狐狸在一旁,马上补充到:“到时候我会让二叔等你的仇人说清楚,对方失去信用,你们可以继续追杀!”
在这双重的压力下,张德很清楚,自己的以前所作所为,已经让对方对他失去了最基本的信任感,现在最重要的是,抢救儿子的性命为主!
于是马上躬身屈膝的说道:“我已经60多岁的人了,但是我儿子很年轻,为了他,我绝不敢背叛,你们只管放心!”
独一份一挥手说:“那还等什么,咱们马上过去救人!”
三个人坐着车直接来到了二混子的小屋,独一份头一个进去,最后进去的就是张德,一进门闻见一股血肉皮烧焦的味道,张德看到儿子正痛苦的挣扎着,这是一副惨不忍睹的局面,只见儿子的一边儿身体,已经结了冰霜,感到寒气逼人,而另一头,几个蜡燃烧着,发出几条诡异的火苗,正在烧烤着二混子的另一个脚板,蜡的火苗与二混子的脚板,保持着一定距离,看见他儿子的脸已经扭曲的变形,豆大的汗水顺着脸,已经把上身湿塌,可见他受不到一种非人的折磨,喊出的声音已经声嘶力竭!

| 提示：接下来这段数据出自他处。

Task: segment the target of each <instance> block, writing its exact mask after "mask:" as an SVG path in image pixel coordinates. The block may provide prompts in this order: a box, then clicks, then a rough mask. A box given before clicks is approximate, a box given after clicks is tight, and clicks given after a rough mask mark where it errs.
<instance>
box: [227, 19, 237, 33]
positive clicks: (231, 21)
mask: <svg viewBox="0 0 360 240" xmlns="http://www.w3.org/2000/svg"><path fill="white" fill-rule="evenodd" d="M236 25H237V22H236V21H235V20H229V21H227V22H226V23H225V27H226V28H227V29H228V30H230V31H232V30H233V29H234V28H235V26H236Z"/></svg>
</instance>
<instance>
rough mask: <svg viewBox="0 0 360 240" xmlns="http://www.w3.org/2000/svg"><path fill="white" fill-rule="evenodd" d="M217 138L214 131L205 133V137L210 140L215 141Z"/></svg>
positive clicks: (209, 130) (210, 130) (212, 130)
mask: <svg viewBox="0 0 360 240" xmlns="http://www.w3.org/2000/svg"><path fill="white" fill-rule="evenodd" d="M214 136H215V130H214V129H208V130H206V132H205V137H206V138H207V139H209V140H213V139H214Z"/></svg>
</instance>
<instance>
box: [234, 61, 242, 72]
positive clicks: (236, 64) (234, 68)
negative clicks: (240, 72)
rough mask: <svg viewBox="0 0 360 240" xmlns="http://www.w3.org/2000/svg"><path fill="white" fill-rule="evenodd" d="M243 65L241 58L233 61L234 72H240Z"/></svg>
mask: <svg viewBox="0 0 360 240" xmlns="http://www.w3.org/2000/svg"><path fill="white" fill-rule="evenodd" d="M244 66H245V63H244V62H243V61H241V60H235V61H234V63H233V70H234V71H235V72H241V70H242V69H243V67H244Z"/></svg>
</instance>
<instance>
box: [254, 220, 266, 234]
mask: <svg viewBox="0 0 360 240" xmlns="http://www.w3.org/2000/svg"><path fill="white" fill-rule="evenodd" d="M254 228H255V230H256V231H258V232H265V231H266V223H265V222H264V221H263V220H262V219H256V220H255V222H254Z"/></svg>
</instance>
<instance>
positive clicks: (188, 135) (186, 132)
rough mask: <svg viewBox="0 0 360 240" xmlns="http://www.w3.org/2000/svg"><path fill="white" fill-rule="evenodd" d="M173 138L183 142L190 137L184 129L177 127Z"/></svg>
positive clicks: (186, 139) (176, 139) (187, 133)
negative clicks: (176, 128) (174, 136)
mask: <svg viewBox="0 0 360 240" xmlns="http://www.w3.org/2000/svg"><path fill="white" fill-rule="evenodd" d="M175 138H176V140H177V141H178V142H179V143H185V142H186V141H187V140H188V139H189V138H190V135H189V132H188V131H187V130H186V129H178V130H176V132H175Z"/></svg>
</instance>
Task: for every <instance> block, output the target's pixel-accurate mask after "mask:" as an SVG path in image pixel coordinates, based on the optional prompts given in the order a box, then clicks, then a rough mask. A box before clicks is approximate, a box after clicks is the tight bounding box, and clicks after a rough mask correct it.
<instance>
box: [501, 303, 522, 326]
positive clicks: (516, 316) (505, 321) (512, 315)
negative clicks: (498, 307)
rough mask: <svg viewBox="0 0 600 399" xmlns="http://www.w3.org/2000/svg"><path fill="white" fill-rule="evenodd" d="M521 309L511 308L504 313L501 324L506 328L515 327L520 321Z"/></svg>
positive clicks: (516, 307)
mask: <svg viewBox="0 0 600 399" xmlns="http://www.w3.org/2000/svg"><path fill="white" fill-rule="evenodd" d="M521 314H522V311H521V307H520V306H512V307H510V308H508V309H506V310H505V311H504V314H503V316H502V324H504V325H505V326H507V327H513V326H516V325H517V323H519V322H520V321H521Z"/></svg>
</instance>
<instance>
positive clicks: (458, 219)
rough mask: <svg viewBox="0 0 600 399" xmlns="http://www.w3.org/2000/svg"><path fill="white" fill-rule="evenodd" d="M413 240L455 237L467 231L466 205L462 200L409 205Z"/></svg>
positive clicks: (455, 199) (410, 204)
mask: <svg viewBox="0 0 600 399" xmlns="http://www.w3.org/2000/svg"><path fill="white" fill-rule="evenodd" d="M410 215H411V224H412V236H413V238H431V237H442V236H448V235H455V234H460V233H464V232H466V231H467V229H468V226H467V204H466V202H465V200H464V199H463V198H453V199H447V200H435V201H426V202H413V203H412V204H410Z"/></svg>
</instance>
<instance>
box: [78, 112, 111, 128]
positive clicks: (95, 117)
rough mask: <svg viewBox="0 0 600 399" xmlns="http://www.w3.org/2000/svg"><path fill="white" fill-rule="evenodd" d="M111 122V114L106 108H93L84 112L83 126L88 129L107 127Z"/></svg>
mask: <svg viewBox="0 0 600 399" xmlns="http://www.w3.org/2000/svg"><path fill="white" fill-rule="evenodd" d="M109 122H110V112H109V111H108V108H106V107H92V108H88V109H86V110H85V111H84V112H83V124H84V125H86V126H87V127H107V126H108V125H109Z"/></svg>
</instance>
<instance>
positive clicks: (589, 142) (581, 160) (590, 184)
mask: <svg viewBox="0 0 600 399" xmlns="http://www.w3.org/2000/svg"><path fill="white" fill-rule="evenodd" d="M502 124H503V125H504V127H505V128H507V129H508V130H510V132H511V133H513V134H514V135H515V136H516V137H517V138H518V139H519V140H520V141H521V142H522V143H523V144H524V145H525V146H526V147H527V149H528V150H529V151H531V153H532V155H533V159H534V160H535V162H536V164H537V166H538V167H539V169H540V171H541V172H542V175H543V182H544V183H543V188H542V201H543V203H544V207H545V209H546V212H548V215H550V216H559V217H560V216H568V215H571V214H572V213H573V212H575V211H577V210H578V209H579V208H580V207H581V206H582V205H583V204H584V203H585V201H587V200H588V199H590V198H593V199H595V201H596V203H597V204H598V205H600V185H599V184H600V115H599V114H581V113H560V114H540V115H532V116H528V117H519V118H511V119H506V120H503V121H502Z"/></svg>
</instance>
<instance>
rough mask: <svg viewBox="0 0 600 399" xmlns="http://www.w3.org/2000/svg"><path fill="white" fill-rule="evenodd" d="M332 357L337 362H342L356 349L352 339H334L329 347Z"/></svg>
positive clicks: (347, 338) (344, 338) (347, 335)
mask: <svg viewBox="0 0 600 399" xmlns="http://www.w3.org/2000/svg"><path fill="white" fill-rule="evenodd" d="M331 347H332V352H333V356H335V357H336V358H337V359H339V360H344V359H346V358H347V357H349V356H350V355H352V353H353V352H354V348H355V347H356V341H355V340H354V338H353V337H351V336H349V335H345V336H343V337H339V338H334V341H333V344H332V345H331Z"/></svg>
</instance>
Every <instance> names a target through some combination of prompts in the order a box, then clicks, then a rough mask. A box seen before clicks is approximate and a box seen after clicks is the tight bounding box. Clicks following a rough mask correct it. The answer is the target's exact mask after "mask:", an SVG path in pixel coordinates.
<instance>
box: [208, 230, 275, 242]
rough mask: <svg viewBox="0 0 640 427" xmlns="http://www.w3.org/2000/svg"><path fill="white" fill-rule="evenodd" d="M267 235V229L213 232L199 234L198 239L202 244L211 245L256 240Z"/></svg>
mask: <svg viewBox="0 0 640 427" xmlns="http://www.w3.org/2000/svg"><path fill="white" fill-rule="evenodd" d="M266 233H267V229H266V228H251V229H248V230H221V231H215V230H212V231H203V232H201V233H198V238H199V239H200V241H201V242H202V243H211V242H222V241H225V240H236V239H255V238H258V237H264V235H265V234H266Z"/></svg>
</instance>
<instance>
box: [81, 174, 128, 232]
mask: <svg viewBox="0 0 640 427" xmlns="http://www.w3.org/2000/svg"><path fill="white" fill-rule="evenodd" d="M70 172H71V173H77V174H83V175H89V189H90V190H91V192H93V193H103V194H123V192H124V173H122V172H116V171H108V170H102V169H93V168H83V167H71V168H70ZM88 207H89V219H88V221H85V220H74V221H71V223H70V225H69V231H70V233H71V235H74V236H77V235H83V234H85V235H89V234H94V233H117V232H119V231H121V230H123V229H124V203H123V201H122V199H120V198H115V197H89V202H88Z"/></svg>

二叔在一旁得意的笑着,不断的用凉水管喷着他儿子的脸面,显然,他儿子一昏过去,马上会被他浇醒,张德此时再也沉不住气了,马上连爬带滚的爬到二叔跟前儿,祈求着:“我已经过来了,你就饶了我儿子!”
柏玲玲一脸冷酷的骂人:“你说你的儿子现在感到痛苦,但是我的丈夫,痛苦的死亡的情景,你们两个人哪个见过?我要为我男人报仇,今天我要用你们两个的仇人,祭奠我死去丈夫的灵魂!”
只见一个灵位,提前摆在一个不大的桌子上,上面写着爱夫之灵位,掏出三根儿香,显然早已经准备好,然后点上,姑娘掏出一把明晃晃的刀,一脸鬼笑着过去1
只听见独一份在旁说道:“看着我的面子,你就放过这父子俩吧!”
柏玲玲一瞪眼珠子:“今天谁来阻挡,谁就是我的仇人!”这就已经明说了,谁的话我也不听,谁的情我也不理!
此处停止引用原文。